В старом доме хозяев нашей «усадьбы» у своего дедушки жила та Лена, которую я впервые мельком увидел здесь же девятилетним, и я не забыл эту худенькую светловолосую девочку, которая тогда пряталась от меня за портьеру. Теперь, после пяти лет, что я ее не видел, она была уже барышня, носила длинное платье и густую совершенно золотую косу. Она была старше меня года на полтора и потому смотрела на меня свысока и называла меня «дитя», от чего я впадал в полное отчаяние, и мне все хотелось отличиться как-нибудь «по-взрослому». В доме собиралось много молодежи, и однажды всей компанией устроили в саду состязательную стрельбу из моего монтекристо, и я изо всех сил старался заслужить ее похвалу и радовался, если на бумажной цели, которую я нарисовал, моя пуля ложилась рядом с Лениной. Лена царила в нашей компании, ее называли Ириной из «Дыма» <И. С. Тургенева> и «княжной Линой» — героиней романа Маркевича «Четверть века назад». Она любила Жуковского, и сладко было слушать, когда она задумчиво повторяла из «Теона и Эсхина» (поэму она знала наизусть): «И скорбь о погибшем не есть ли, Эсхин, Обет неизменной надежды, что где-то в знакомой, но тайной стране Погибшее к нам возвратится». Ее намеки о ком-то, кто «безумно был в нее влюблен этим летом на юге», о каком-то двойнике Марка из «Обрыва» <И. А. Гончарова> окружали Лену уже совсем романтическим ореолом. Она казалась мне безнадежно и навсегда далекой, и я готов был плакать от непонятного мне чувства боли. Во мне что-то делалось, что я испытывал впервые (мне было 14 лет), нечто совсем непохожее на ту маленькую и полушутливую «влюбленность», которая была у меня к Надичке, Мери и Нинуше; мне было грустно — и казалось все очень серьезным.

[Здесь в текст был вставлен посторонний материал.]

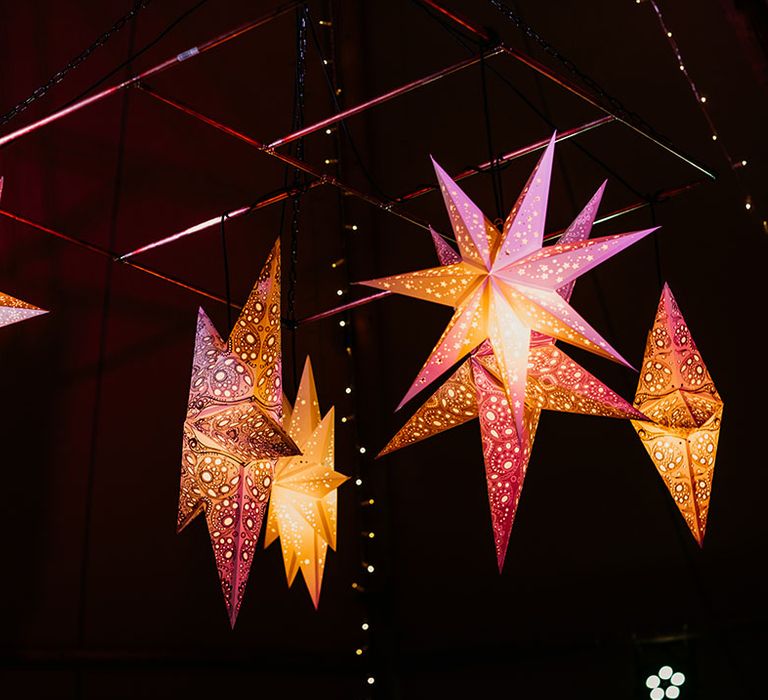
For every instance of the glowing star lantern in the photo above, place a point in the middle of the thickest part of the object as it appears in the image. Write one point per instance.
(476, 390)
(505, 286)
(684, 413)
(303, 510)
(233, 432)
(12, 309)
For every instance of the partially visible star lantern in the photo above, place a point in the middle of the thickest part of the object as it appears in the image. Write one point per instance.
(684, 412)
(303, 506)
(233, 434)
(13, 310)
(476, 390)
(505, 286)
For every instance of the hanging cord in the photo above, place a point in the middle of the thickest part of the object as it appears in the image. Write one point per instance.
(494, 169)
(225, 259)
(460, 38)
(298, 177)
(332, 91)
(56, 78)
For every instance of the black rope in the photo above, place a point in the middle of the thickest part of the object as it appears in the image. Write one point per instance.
(57, 77)
(460, 38)
(493, 170)
(332, 90)
(225, 259)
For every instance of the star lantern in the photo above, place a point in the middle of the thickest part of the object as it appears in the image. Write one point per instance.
(13, 310)
(476, 390)
(684, 411)
(303, 506)
(233, 434)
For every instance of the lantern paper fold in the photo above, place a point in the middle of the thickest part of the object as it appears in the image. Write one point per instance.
(13, 310)
(550, 379)
(233, 432)
(684, 412)
(303, 508)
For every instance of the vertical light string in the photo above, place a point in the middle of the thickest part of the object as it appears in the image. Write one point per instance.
(325, 40)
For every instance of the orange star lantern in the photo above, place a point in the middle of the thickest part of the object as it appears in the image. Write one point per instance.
(684, 412)
(303, 508)
(233, 432)
(13, 310)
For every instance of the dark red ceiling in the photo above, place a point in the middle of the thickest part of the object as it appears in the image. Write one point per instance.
(100, 597)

Конечно, «тернии» должны были появиться, но, что ужаснее всего, — были самого смешного свойства. Мы, разумеется, в нашей компании затевали разные petits jeux[164], писали записки (игра в «секретари»), и я получал всегда загадочные или равнодушные ответы от Лены на мои признания. Одна такая записка, которую я опрометчиво засунул в карман своих летних гимназических брюк, попала в руки няни, когда она их собиралась стирать — о, позор! Отец, которому няня показала бумажку, очень весело смеялся. Но более всего мучил меня мой друг Сташа, когда позже, будучи в 5 и 6-м классе, я приезжал к нему в Петербург, и мы встречались с Леной, которая неизменно оставалась моей Прекрасной Дамой и недосягаемым идеалом. Он, изображая из себя женоненавистника, пессимиста и циника, называл ее «драной кошкой» и «рожей», я мужественно переносил эти ужасные кощунства, но это плохо действовало на нашу с ним дружбу… Мое чувство «на заре туманной юности», к счастью неразделенное, длилось около четырех лет, пока само собой не ослабело. Оно все время помогало мне оставаться чистым, сосредоточивало и вообще подымало меня: я старался быть достойным «ЕЕ». В моем духовном развитии эта первая любовь сыграла, конечно, очень большую роль.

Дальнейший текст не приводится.